Mozilla's flagship Firefox browser is vulnerable to at least 11 "critical" vulnerabilities that expose users to drive-by download attacks that require no user interaction beyond normal browsing.
The open-source group shipped Firefox 3.5.4 with patches for the vulnerabilities, which range from code execution risk to the theft of information in the browser's form history.
One of the critical issues affect media libraries introduced in Firefox 3.5 when audio and video capabilities were added.

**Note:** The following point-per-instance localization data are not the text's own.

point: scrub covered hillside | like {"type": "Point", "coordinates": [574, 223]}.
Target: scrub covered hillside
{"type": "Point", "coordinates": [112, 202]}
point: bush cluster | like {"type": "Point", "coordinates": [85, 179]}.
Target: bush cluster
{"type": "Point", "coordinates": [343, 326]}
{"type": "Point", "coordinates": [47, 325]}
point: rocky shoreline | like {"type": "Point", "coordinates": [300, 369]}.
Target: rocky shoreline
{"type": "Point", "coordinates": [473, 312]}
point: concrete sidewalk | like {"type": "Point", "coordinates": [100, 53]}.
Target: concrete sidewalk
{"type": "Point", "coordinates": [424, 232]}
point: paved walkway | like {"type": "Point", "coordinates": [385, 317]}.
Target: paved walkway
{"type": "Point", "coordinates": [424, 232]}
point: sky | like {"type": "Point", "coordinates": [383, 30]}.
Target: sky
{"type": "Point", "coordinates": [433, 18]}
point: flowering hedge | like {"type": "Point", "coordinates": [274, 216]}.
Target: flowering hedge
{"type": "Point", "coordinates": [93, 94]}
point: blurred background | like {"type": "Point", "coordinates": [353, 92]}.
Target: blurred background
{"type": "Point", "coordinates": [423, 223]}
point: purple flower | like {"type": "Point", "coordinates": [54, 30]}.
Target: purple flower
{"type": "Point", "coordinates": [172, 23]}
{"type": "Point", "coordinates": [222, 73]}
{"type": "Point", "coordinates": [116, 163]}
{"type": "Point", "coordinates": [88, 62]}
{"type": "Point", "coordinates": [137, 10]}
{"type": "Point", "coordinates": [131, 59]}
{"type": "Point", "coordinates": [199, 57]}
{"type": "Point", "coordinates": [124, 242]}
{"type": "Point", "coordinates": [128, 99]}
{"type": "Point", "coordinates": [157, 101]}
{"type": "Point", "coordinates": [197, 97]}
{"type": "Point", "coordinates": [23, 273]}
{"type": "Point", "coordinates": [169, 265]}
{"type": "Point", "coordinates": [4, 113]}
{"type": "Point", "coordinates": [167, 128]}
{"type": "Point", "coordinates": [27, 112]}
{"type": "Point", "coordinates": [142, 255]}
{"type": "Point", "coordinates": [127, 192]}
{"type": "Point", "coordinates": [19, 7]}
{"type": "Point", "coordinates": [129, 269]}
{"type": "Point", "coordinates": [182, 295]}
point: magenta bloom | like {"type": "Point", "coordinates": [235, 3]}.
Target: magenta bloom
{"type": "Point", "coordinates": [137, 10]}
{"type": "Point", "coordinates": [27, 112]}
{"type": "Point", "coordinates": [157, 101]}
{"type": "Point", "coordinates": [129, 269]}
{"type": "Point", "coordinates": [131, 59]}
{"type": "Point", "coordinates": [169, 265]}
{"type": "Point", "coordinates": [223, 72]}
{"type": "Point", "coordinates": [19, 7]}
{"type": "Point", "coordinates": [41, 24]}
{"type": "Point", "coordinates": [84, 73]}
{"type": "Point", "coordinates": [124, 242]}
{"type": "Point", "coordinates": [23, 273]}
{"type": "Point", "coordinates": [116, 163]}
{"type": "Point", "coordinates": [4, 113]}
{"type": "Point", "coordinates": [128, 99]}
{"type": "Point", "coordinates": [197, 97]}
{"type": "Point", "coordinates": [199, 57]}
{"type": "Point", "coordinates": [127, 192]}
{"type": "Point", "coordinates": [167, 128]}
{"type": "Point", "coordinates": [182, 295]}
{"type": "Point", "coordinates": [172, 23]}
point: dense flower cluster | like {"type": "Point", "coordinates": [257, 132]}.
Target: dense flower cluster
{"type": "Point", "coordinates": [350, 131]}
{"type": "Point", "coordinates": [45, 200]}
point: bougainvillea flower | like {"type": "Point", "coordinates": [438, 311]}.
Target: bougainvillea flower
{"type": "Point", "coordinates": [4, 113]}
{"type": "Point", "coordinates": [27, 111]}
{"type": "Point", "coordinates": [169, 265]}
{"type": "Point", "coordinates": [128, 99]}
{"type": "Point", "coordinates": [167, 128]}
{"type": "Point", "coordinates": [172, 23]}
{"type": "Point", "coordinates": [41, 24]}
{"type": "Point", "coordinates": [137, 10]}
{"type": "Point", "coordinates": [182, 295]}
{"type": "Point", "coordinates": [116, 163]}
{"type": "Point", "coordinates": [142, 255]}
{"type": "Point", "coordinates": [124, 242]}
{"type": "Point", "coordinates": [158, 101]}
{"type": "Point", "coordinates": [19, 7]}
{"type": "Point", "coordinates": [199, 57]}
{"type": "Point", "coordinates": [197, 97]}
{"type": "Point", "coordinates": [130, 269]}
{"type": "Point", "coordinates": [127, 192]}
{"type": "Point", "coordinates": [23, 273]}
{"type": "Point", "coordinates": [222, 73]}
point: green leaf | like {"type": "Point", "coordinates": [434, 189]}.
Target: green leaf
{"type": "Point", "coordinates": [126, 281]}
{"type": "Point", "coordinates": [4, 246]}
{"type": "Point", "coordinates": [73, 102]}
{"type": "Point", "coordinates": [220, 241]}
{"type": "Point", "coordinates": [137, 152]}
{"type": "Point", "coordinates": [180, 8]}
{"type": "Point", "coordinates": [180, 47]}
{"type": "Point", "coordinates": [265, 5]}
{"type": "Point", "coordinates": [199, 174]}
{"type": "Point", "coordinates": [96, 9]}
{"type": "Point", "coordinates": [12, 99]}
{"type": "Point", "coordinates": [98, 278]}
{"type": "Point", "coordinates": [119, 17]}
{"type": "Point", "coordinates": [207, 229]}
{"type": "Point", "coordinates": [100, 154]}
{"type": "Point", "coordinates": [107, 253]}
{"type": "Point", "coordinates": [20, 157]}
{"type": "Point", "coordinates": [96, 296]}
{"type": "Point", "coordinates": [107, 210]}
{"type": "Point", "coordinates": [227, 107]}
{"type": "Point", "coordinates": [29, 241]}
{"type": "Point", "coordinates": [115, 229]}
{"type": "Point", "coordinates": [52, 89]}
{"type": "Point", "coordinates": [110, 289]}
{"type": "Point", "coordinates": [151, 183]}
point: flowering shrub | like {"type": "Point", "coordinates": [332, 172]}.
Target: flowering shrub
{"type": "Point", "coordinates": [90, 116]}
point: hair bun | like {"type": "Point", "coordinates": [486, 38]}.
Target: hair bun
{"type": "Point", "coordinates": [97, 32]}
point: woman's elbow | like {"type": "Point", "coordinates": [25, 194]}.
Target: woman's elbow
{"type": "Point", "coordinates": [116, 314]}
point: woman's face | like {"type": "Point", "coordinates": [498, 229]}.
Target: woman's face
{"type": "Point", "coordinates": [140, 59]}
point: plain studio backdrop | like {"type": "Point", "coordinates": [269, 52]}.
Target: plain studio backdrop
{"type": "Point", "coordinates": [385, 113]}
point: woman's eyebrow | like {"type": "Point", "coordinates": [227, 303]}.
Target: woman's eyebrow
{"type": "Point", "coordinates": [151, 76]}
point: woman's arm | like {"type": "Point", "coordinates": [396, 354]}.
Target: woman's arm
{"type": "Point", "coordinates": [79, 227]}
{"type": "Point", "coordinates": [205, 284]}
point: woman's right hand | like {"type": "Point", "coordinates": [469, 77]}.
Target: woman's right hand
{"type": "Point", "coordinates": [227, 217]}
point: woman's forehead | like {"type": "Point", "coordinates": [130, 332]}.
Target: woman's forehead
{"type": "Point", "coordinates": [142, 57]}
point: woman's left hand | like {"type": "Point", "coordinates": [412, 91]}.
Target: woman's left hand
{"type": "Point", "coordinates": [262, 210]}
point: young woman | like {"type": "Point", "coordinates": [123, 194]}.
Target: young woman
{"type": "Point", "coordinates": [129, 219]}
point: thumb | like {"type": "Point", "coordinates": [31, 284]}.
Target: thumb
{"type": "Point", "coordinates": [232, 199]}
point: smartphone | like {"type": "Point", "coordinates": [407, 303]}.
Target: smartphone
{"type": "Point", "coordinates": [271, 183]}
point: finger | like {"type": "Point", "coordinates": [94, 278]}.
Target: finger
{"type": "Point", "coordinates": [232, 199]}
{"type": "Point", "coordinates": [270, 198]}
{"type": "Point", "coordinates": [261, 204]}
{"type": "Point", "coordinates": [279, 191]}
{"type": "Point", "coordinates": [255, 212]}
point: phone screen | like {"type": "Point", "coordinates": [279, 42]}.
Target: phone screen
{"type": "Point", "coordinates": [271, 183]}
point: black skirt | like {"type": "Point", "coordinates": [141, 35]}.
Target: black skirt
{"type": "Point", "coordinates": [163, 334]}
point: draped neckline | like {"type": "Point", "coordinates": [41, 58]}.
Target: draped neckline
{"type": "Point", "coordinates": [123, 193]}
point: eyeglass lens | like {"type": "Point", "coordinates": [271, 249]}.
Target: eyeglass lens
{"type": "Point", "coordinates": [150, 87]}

Here's the skinny on the high-risk issues in this Mozilla Firefox patch batch:
MFSA 2009-64 (Critical) -- Crashes with evidence of memory corruption. Four different vulnerabilities were documented. Some of these crashes showed evidence of memory corruption under certain circumstances and we presume that with enough effort at least some of these could be exploited to run arbitrary code.
MFSA 2009-63 (Critical) -- Mozilla upgraded several third party libraries used in media rendering to address multiple memory safety and stability bugs identified by members of the Mozilla community. Some of the bugs discovered could potentially be used by an attacker to crash a victim's browser and execute arbitrary code on their computer. liboggz, libvorbis, and liboggplay were all upgraded to address these issues. Three different vulnerabilities were documented.
MFSA 2009-56 (Critical) -- A heap-based buffer overflow in Mozilla's GIF image parser. This vulnerability could potentially be used by an attacker to crash a victim's browser and run arbitrary code on their computer. This flaw does not affect products built on the Gecko 1.8 browser engine such as Thunderbird 2.
The Firefox 3.5.4 update will be distributed via the browser's automatic update mechanism. It should be deployed within the next 24 to 48 hours. Alternatively, users can use the "Check for Updates" tool to manually apply the update.